Sun, December 16, 4:15 to 5:45pm, Seaport Hotel & World Trade Center, Cambridge 2

Session Submission Type: Panel Session

Abstract

Following the “spatial turn” scholars have become increasingly interested in the ways in which nature is perceived and treated in various cultures. Studies by John Alexander Williams and Christopher Ely have demonstrated that the exploration of the intersection between nature and culture significantly enriches our understanding of German and Russian national history respectively.
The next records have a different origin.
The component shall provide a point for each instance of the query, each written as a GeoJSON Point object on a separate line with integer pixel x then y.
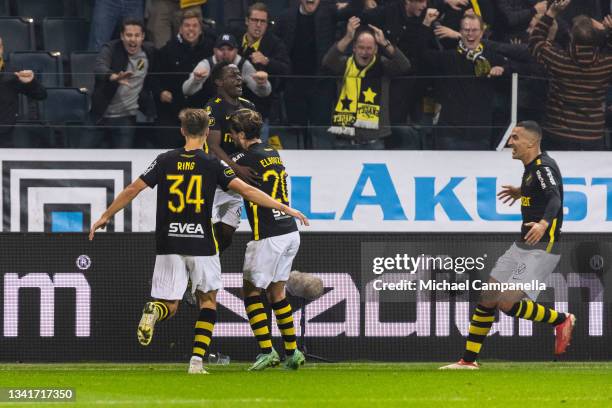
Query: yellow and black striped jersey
{"type": "Point", "coordinates": [267, 163]}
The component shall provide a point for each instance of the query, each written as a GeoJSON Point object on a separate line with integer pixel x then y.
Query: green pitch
{"type": "Point", "coordinates": [321, 385]}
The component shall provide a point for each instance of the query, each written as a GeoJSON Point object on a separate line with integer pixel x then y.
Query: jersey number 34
{"type": "Point", "coordinates": [180, 198]}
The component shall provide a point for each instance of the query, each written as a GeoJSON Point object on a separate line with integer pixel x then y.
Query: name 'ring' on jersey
{"type": "Point", "coordinates": [186, 182]}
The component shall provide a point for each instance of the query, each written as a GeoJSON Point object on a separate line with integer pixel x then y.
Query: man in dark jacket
{"type": "Point", "coordinates": [465, 89]}
{"type": "Point", "coordinates": [361, 115]}
{"type": "Point", "coordinates": [173, 63]}
{"type": "Point", "coordinates": [308, 31]}
{"type": "Point", "coordinates": [122, 84]}
{"type": "Point", "coordinates": [401, 22]}
{"type": "Point", "coordinates": [579, 79]}
{"type": "Point", "coordinates": [11, 85]}
{"type": "Point", "coordinates": [267, 53]}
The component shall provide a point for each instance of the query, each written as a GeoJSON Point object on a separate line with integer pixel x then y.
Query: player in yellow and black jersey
{"type": "Point", "coordinates": [187, 249]}
{"type": "Point", "coordinates": [228, 206]}
{"type": "Point", "coordinates": [541, 195]}
{"type": "Point", "coordinates": [276, 240]}
{"type": "Point", "coordinates": [532, 259]}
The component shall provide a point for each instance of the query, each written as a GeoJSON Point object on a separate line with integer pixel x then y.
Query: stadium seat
{"type": "Point", "coordinates": [65, 105]}
{"type": "Point", "coordinates": [65, 35]}
{"type": "Point", "coordinates": [40, 9]}
{"type": "Point", "coordinates": [47, 66]}
{"type": "Point", "coordinates": [84, 9]}
{"type": "Point", "coordinates": [5, 8]}
{"type": "Point", "coordinates": [81, 70]}
{"type": "Point", "coordinates": [17, 34]}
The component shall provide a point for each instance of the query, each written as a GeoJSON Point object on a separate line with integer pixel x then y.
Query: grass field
{"type": "Point", "coordinates": [321, 385]}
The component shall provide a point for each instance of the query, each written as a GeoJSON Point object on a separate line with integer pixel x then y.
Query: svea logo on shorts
{"type": "Point", "coordinates": [184, 228]}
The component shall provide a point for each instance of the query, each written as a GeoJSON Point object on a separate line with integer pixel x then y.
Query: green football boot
{"type": "Point", "coordinates": [294, 361]}
{"type": "Point", "coordinates": [265, 360]}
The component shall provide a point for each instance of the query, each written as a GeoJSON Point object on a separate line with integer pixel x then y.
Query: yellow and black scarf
{"type": "Point", "coordinates": [482, 66]}
{"type": "Point", "coordinates": [191, 3]}
{"type": "Point", "coordinates": [358, 105]}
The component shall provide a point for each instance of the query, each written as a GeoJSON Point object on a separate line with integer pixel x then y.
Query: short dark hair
{"type": "Point", "coordinates": [194, 122]}
{"type": "Point", "coordinates": [131, 21]}
{"type": "Point", "coordinates": [217, 71]}
{"type": "Point", "coordinates": [191, 13]}
{"type": "Point", "coordinates": [364, 30]}
{"type": "Point", "coordinates": [259, 6]}
{"type": "Point", "coordinates": [583, 32]}
{"type": "Point", "coordinates": [473, 17]}
{"type": "Point", "coordinates": [247, 121]}
{"type": "Point", "coordinates": [532, 127]}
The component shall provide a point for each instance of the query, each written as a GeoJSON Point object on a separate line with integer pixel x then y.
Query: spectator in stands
{"type": "Point", "coordinates": [308, 31]}
{"type": "Point", "coordinates": [465, 89]}
{"type": "Point", "coordinates": [267, 53]}
{"type": "Point", "coordinates": [517, 15]}
{"type": "Point", "coordinates": [453, 11]}
{"type": "Point", "coordinates": [361, 116]}
{"type": "Point", "coordinates": [107, 15]}
{"type": "Point", "coordinates": [123, 84]}
{"type": "Point", "coordinates": [11, 85]}
{"type": "Point", "coordinates": [173, 63]}
{"type": "Point", "coordinates": [580, 76]}
{"type": "Point", "coordinates": [226, 49]}
{"type": "Point", "coordinates": [164, 18]}
{"type": "Point", "coordinates": [401, 22]}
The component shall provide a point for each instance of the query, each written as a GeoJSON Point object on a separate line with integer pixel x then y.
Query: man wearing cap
{"type": "Point", "coordinates": [226, 49]}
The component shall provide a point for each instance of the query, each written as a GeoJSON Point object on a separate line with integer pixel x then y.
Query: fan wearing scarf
{"type": "Point", "coordinates": [361, 113]}
{"type": "Point", "coordinates": [464, 88]}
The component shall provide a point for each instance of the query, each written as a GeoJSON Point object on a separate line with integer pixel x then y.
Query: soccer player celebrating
{"type": "Point", "coordinates": [535, 258]}
{"type": "Point", "coordinates": [186, 181]}
{"type": "Point", "coordinates": [275, 242]}
{"type": "Point", "coordinates": [228, 206]}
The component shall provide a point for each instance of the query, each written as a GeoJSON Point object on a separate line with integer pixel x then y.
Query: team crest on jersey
{"type": "Point", "coordinates": [151, 167]}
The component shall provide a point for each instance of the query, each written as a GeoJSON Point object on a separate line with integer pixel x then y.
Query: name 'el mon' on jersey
{"type": "Point", "coordinates": [267, 163]}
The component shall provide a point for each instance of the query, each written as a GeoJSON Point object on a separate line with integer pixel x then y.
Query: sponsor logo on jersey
{"type": "Point", "coordinates": [181, 228]}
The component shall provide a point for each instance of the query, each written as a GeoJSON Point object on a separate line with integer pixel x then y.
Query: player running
{"type": "Point", "coordinates": [535, 257]}
{"type": "Point", "coordinates": [187, 249]}
{"type": "Point", "coordinates": [228, 205]}
{"type": "Point", "coordinates": [275, 242]}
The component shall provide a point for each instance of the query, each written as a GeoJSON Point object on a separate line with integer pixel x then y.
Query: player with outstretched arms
{"type": "Point", "coordinates": [186, 246]}
{"type": "Point", "coordinates": [535, 257]}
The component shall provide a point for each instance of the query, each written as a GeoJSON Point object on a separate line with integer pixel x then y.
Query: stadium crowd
{"type": "Point", "coordinates": [356, 74]}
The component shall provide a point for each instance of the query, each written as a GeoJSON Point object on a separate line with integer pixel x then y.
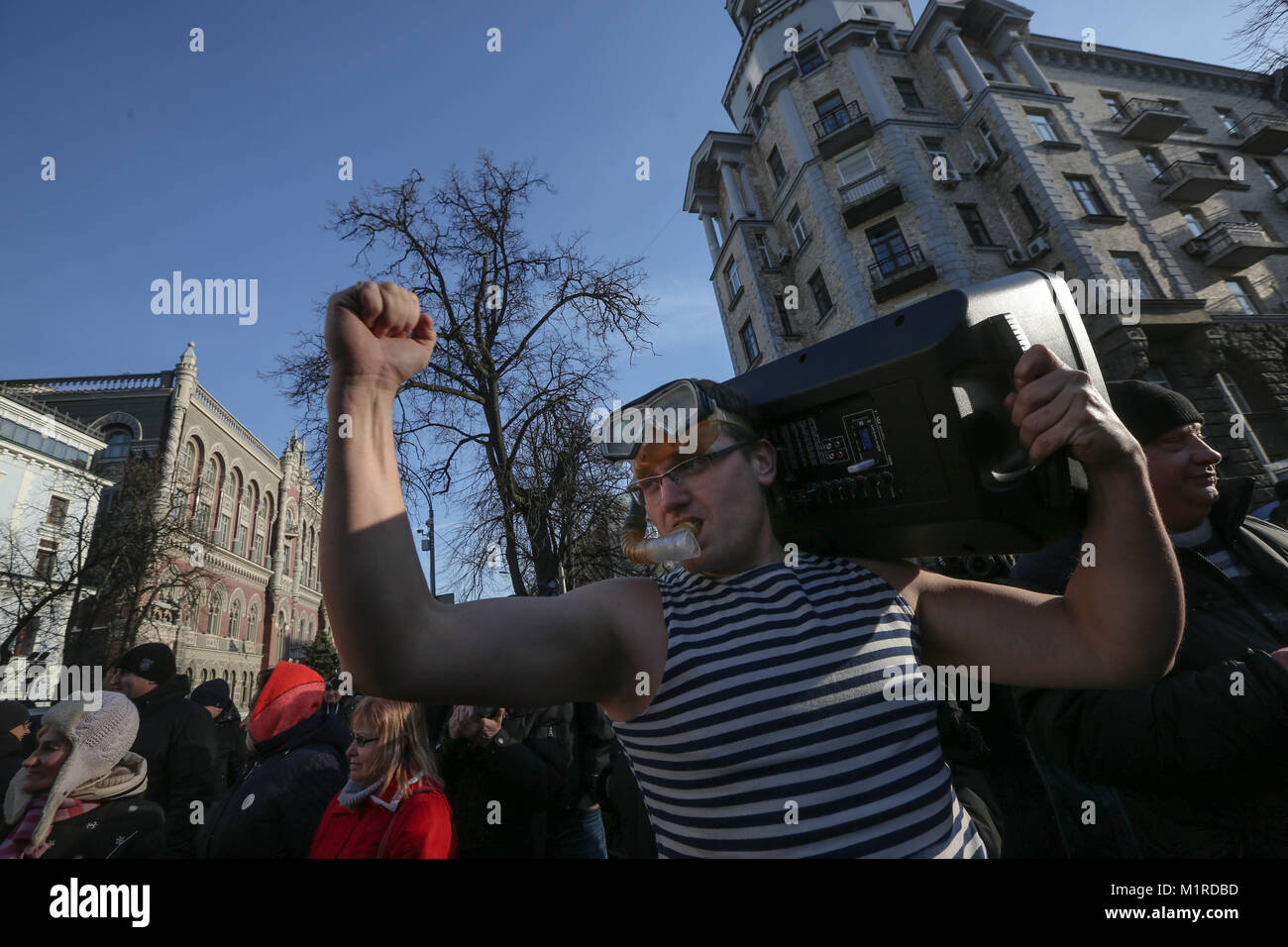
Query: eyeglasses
{"type": "Point", "coordinates": [649, 487]}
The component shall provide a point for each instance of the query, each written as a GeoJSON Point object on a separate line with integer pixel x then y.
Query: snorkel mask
{"type": "Point", "coordinates": [677, 419]}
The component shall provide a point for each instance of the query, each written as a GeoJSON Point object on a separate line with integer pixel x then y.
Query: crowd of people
{"type": "Point", "coordinates": [150, 771]}
{"type": "Point", "coordinates": [1138, 702]}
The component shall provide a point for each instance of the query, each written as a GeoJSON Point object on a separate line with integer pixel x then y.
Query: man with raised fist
{"type": "Point", "coordinates": [747, 689]}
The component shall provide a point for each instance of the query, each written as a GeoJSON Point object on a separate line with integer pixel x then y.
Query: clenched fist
{"type": "Point", "coordinates": [1056, 406]}
{"type": "Point", "coordinates": [377, 337]}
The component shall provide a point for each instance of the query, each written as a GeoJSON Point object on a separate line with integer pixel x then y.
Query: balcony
{"type": "Point", "coordinates": [841, 128]}
{"type": "Point", "coordinates": [866, 197]}
{"type": "Point", "coordinates": [1261, 133]}
{"type": "Point", "coordinates": [1233, 245]}
{"type": "Point", "coordinates": [900, 272]}
{"type": "Point", "coordinates": [1192, 182]}
{"type": "Point", "coordinates": [1149, 120]}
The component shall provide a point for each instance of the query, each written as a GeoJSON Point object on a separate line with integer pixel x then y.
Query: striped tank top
{"type": "Point", "coordinates": [771, 735]}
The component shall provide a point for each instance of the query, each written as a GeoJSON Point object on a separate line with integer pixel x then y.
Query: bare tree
{"type": "Point", "coordinates": [524, 351]}
{"type": "Point", "coordinates": [127, 565]}
{"type": "Point", "coordinates": [1263, 37]}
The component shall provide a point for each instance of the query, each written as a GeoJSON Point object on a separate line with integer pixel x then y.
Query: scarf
{"type": "Point", "coordinates": [127, 779]}
{"type": "Point", "coordinates": [20, 841]}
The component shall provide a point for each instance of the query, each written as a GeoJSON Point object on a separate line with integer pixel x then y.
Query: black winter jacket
{"type": "Point", "coordinates": [11, 759]}
{"type": "Point", "coordinates": [129, 827]}
{"type": "Point", "coordinates": [231, 751]}
{"type": "Point", "coordinates": [178, 740]}
{"type": "Point", "coordinates": [275, 808]}
{"type": "Point", "coordinates": [500, 793]}
{"type": "Point", "coordinates": [1199, 758]}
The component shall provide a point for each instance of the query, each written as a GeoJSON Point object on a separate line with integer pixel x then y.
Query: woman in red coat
{"type": "Point", "coordinates": [393, 805]}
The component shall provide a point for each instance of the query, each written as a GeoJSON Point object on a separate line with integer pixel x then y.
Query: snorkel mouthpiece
{"type": "Point", "coordinates": [681, 544]}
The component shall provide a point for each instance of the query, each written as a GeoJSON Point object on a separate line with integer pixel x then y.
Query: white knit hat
{"type": "Point", "coordinates": [99, 740]}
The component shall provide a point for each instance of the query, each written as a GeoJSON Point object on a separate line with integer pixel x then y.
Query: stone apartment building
{"type": "Point", "coordinates": [880, 159]}
{"type": "Point", "coordinates": [254, 514]}
{"type": "Point", "coordinates": [48, 505]}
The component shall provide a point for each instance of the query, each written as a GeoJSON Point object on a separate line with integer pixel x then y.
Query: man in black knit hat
{"type": "Point", "coordinates": [1199, 759]}
{"type": "Point", "coordinates": [175, 736]}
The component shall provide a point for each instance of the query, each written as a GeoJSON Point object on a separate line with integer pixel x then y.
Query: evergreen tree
{"type": "Point", "coordinates": [322, 656]}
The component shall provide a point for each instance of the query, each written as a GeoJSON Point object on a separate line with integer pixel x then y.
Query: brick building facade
{"type": "Point", "coordinates": [254, 514]}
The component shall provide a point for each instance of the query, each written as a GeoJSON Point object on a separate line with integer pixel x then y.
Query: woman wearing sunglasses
{"type": "Point", "coordinates": [393, 805]}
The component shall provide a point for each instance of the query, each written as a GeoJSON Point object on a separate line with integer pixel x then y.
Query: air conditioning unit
{"type": "Point", "coordinates": [1037, 248]}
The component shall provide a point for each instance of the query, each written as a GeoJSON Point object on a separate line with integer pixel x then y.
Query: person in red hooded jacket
{"type": "Point", "coordinates": [393, 805]}
{"type": "Point", "coordinates": [296, 766]}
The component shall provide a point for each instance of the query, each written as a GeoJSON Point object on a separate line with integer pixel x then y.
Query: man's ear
{"type": "Point", "coordinates": [764, 462]}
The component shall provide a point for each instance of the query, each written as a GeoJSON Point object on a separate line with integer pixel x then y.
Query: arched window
{"type": "Point", "coordinates": [187, 462]}
{"type": "Point", "coordinates": [117, 444]}
{"type": "Point", "coordinates": [217, 608]}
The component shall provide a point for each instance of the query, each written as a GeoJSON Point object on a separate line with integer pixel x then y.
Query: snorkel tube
{"type": "Point", "coordinates": [681, 544]}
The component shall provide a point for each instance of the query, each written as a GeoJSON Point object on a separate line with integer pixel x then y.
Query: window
{"type": "Point", "coordinates": [732, 278]}
{"type": "Point", "coordinates": [809, 58]}
{"type": "Point", "coordinates": [822, 298]}
{"type": "Point", "coordinates": [935, 149]}
{"type": "Point", "coordinates": [776, 166]}
{"type": "Point", "coordinates": [986, 134]}
{"type": "Point", "coordinates": [201, 523]}
{"type": "Point", "coordinates": [1227, 119]}
{"type": "Point", "coordinates": [784, 316]}
{"type": "Point", "coordinates": [1090, 198]}
{"type": "Point", "coordinates": [1042, 124]}
{"type": "Point", "coordinates": [47, 558]}
{"type": "Point", "coordinates": [56, 510]}
{"type": "Point", "coordinates": [1133, 268]}
{"type": "Point", "coordinates": [798, 226]}
{"type": "Point", "coordinates": [748, 342]}
{"type": "Point", "coordinates": [217, 608]}
{"type": "Point", "coordinates": [974, 224]}
{"type": "Point", "coordinates": [854, 165]}
{"type": "Point", "coordinates": [831, 112]}
{"type": "Point", "coordinates": [889, 248]}
{"type": "Point", "coordinates": [117, 444]}
{"type": "Point", "coordinates": [1026, 208]}
{"type": "Point", "coordinates": [1153, 159]}
{"type": "Point", "coordinates": [907, 90]}
{"type": "Point", "coordinates": [1254, 217]}
{"type": "Point", "coordinates": [25, 643]}
{"type": "Point", "coordinates": [1271, 174]}
{"type": "Point", "coordinates": [1241, 298]}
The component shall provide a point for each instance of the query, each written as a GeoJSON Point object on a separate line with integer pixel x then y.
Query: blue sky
{"type": "Point", "coordinates": [222, 163]}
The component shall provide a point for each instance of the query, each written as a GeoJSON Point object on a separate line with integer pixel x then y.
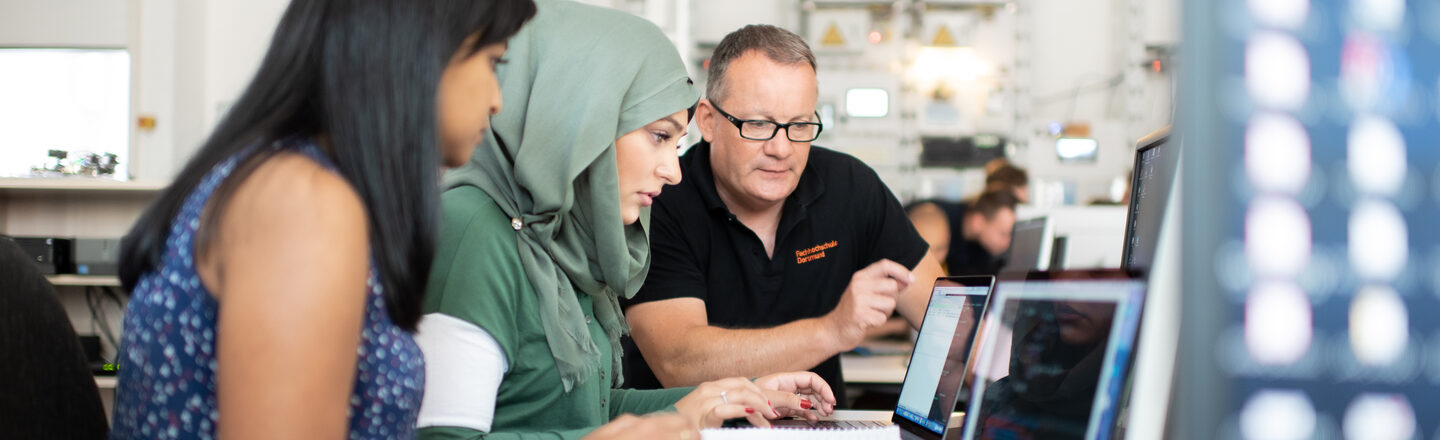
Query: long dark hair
{"type": "Point", "coordinates": [366, 74]}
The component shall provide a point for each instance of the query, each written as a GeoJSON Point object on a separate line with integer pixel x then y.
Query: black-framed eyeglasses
{"type": "Point", "coordinates": [763, 130]}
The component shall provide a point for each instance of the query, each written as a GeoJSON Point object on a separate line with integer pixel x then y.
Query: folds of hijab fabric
{"type": "Point", "coordinates": [579, 76]}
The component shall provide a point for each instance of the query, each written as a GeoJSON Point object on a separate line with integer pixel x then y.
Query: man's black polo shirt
{"type": "Point", "coordinates": [840, 219]}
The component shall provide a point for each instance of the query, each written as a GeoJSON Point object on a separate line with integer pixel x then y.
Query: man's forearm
{"type": "Point", "coordinates": [710, 353]}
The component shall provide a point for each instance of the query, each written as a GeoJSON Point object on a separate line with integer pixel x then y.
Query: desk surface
{"type": "Point", "coordinates": [873, 370]}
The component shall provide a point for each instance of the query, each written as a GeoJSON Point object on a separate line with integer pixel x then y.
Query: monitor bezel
{"type": "Point", "coordinates": [1148, 143]}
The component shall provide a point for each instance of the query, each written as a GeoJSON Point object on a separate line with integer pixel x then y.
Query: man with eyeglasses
{"type": "Point", "coordinates": [771, 255]}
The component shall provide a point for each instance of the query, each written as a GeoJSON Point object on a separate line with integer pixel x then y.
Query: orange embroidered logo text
{"type": "Point", "coordinates": [814, 253]}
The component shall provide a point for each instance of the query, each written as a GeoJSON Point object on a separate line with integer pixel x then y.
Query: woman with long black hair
{"type": "Point", "coordinates": [277, 282]}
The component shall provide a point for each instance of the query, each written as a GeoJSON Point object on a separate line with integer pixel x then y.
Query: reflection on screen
{"type": "Point", "coordinates": [938, 364]}
{"type": "Point", "coordinates": [1043, 384]}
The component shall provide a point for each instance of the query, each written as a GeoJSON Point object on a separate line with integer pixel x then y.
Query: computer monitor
{"type": "Point", "coordinates": [1030, 246]}
{"type": "Point", "coordinates": [1151, 183]}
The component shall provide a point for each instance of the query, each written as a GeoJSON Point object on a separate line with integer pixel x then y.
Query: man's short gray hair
{"type": "Point", "coordinates": [779, 45]}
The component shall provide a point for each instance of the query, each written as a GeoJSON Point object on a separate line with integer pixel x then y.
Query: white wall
{"type": "Point", "coordinates": [71, 23]}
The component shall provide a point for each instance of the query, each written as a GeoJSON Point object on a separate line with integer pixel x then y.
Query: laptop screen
{"type": "Point", "coordinates": [1053, 358]}
{"type": "Point", "coordinates": [938, 361]}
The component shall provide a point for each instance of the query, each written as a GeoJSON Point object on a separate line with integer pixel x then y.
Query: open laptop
{"type": "Point", "coordinates": [1030, 246]}
{"type": "Point", "coordinates": [936, 374]}
{"type": "Point", "coordinates": [1053, 355]}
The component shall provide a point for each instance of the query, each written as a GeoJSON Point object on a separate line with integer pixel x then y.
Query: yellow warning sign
{"type": "Point", "coordinates": [833, 36]}
{"type": "Point", "coordinates": [942, 38]}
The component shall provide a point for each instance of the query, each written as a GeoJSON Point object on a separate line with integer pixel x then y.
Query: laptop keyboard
{"type": "Point", "coordinates": [847, 424]}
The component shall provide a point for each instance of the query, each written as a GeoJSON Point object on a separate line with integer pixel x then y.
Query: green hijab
{"type": "Point", "coordinates": [579, 76]}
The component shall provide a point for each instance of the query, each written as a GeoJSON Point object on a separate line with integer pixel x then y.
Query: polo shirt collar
{"type": "Point", "coordinates": [807, 191]}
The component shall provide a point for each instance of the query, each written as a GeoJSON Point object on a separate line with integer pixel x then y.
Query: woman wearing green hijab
{"type": "Point", "coordinates": [546, 227]}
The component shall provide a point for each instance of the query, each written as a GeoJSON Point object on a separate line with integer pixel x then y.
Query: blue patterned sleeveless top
{"type": "Point", "coordinates": [166, 386]}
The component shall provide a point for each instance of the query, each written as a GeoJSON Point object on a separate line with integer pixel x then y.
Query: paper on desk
{"type": "Point", "coordinates": [753, 433]}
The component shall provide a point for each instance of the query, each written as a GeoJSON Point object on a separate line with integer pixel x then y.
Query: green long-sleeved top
{"type": "Point", "coordinates": [477, 276]}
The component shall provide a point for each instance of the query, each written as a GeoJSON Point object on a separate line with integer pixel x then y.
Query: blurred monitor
{"type": "Point", "coordinates": [867, 102]}
{"type": "Point", "coordinates": [1030, 246]}
{"type": "Point", "coordinates": [1054, 355]}
{"type": "Point", "coordinates": [1076, 150]}
{"type": "Point", "coordinates": [959, 153]}
{"type": "Point", "coordinates": [1151, 183]}
{"type": "Point", "coordinates": [74, 99]}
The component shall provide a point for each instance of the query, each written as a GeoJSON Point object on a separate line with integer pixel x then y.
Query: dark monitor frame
{"type": "Point", "coordinates": [974, 281]}
{"type": "Point", "coordinates": [1123, 399]}
{"type": "Point", "coordinates": [1145, 144]}
{"type": "Point", "coordinates": [1044, 253]}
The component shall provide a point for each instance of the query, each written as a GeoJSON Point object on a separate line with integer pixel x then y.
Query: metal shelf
{"type": "Point", "coordinates": [81, 184]}
{"type": "Point", "coordinates": [84, 279]}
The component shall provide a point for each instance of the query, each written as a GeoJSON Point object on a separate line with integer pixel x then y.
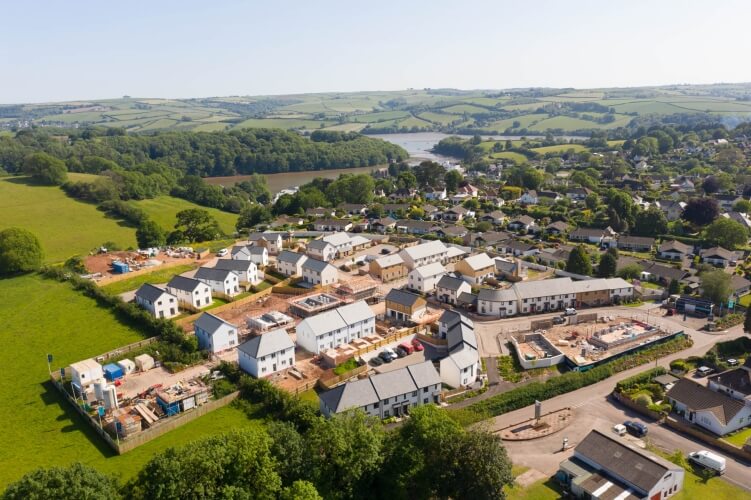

Furthermore, scholars such as Barbara E. Mann and Alon Tal have produced thought provoking studies about space, place and the environment in the field of Jewish and Israel Studies.
The aim of this panel is to bring nature to the foreground as a conceptual framework for the exploration of Zionist and Israeli culture. Yael Zerubavel will open the panel with a paper on the different, at times even contradictory, visions of the desert in Zionist imagination. These conceptions ranged from idealizations of the desert as a site of nature associated with the biblical roots of the nation, to hostile nature that poses a threat to pioneers’ efforts to settle the ancestral land. Na'ama Sheffi’s paper will offer an original analysis of the role of banknotes as means of nation building in Israel. While images of landscape and flora on banknotes are usually perceived to be ornamental, her paper will argue that the choice of these images was aimed at shaping a “territorial identity”. Closing the panel, Yuval Jobani will present an overview of A.D. Gordon’s philosophy of nature, which has maintained an exceptional prominence in Israeli culture. The paper examines Gordon's original conception of the constitutive relationship between man and nature, which led him to remarkably foresighted observations on issues such as ecology, feminism and secularism.
Together, these three papers emphasize the centrality of nature and its numerous representations to various domains of the Zionist project; settlement and nation building, economy and the public sphere as well as philosophy and ideology. This, in turn, underscores the degree to which the interdisciplinary study of nature is a promising avenue for further research in Israel studies.